Many structured products dealers cut staff covering the Latin American market last year and reduced their coverage owing to severe market dislocation. Distributors across the continent, disconsolate, complained that issuers refused to answer calls and simply declined to make secondary market bids on poor-performing products. The standout exception was Société Générale Corporate and Investment Banking (SG CIB).
"Many dealers weren't answering the phone, much less giving bids on products," says one Brazilian distributor. "But SG, in terms of creativity and being responsive, especially in the last quarter of 2008, really stepped up to the plate. We've rarely seen the flexibility and sharpness of pencil when needed that we get from SG."
One Chilean distributor says SG CIB is the strongest provider in the Latin American market. "It has been very active in keeping us appraised of market opportunities and the latest views on multi-asset strategies, and it has the cleanest execution and secondary market service," he says. "We haven't found that kind of service from any other provider on the street."
Amid the decimation of other banks' teams, the bank took the opposite approach and began to build its squad. "It has been a very difficult year for everyone in the structured products business and LatAm was no exception," says David Armstrong, managing director, equity derivatives, Americas at SG CIB in New York. "But it has also been a great year in terms of opportunities for those able to take advantage of the market conditions. We did not collapse our teams like other dealers and, because of our hiring, we have managed to increase our market share and move into areas where other banks pulled back."
With a strengthened team, SG CIB's structured products business has been characterised by two themes. First, the French bank focused on fostering new ways to deliver products locally to Latin American clients, and second, it garnered a host of new institutional clients as it expanded into new countries. It was also on hand to restructure products with negative mark-to-markets and offered investors an option of switching notes to a new strategy without any additional capital investment.

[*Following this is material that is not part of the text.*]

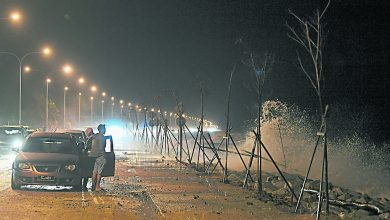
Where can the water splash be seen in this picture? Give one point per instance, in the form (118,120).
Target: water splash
(355,162)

"We placed a huge emphasis on discovering new business that we could provide locally for clients," says Julien Lascar, director and co-head of Latin America structured products at SG CIB. "For example, regulations for Fundos Multimercados changed last year, allowing this type of fund to invest up to 100% in offshore assets. We immediately got one of our funds, the Lyxor Focus Fund, registered as a Fundo Multimercado, which meant the fund was available for onshore investment and investors could access offshore assets through a local vehicle." The Lyxor Multimercado fund, registered in November, is aimed at qualified investors including institutionals and high-net-worth individuals.
Another area where SG CIB has pushed boundaries is with the launch of locally listed exchange-traded funds (ETFs) in response to the shift in many of the region's pension funds, which have opted to buy ETFs instead of investing with local asset managers. In January this year, the bank started the process of listing six ETFs on the Mexican Bolsa and plans to launch a further five to 10 every month this year. It is also in the process of finalising the listing of ETFs in Chile.
In May last year the bank also traded the first listed structured product in Bolivia, which was sold to a major pension fund. The eight-year note, with a notional of US$50 million, was linked to the Liberty Multi-Strategy Fund, a Lyxor fund comprising Lyxor managed accounts. The trade was done even though the hedge fund industry was undergoing massive redemptions and liquidity freezes. But because none of Lyxor's managed accounts activated gates or were driven to segregate illiquid assets, the product was unaffected.
SG CIB also made groundbreaking moves in Uruguay in May. The bank traded with four major pension funds (Republica Afap, Afinidad Afap, Union Capital Afap, and Integracion Afap) an equity-linked note issued by the World Bank. It was the first time the pension funds have been able to invest in foreign assets in more than 12 years. The trade (US$50 million notional) was a 10-year, 100% principal protected product linked to a basket of three indexes comprising the Topix, the S&P 500 and the DJ Eurostoxx 50 indexes. SG CIB then compounded the success by trading another product with Republica Afap in October.
The bank continued to blaze a trail of market firsts in other regions such as Chile, where it traded the first commodity-linked product for Chilean retail investors. The issue combined three-year call warrants on the Dow Jones AIG Commodity index, which were structured by SG CIB and marketed by BBVA Chile via a structured fund that guaranteed principal protection. A notional amount of more than US$10 million was placed.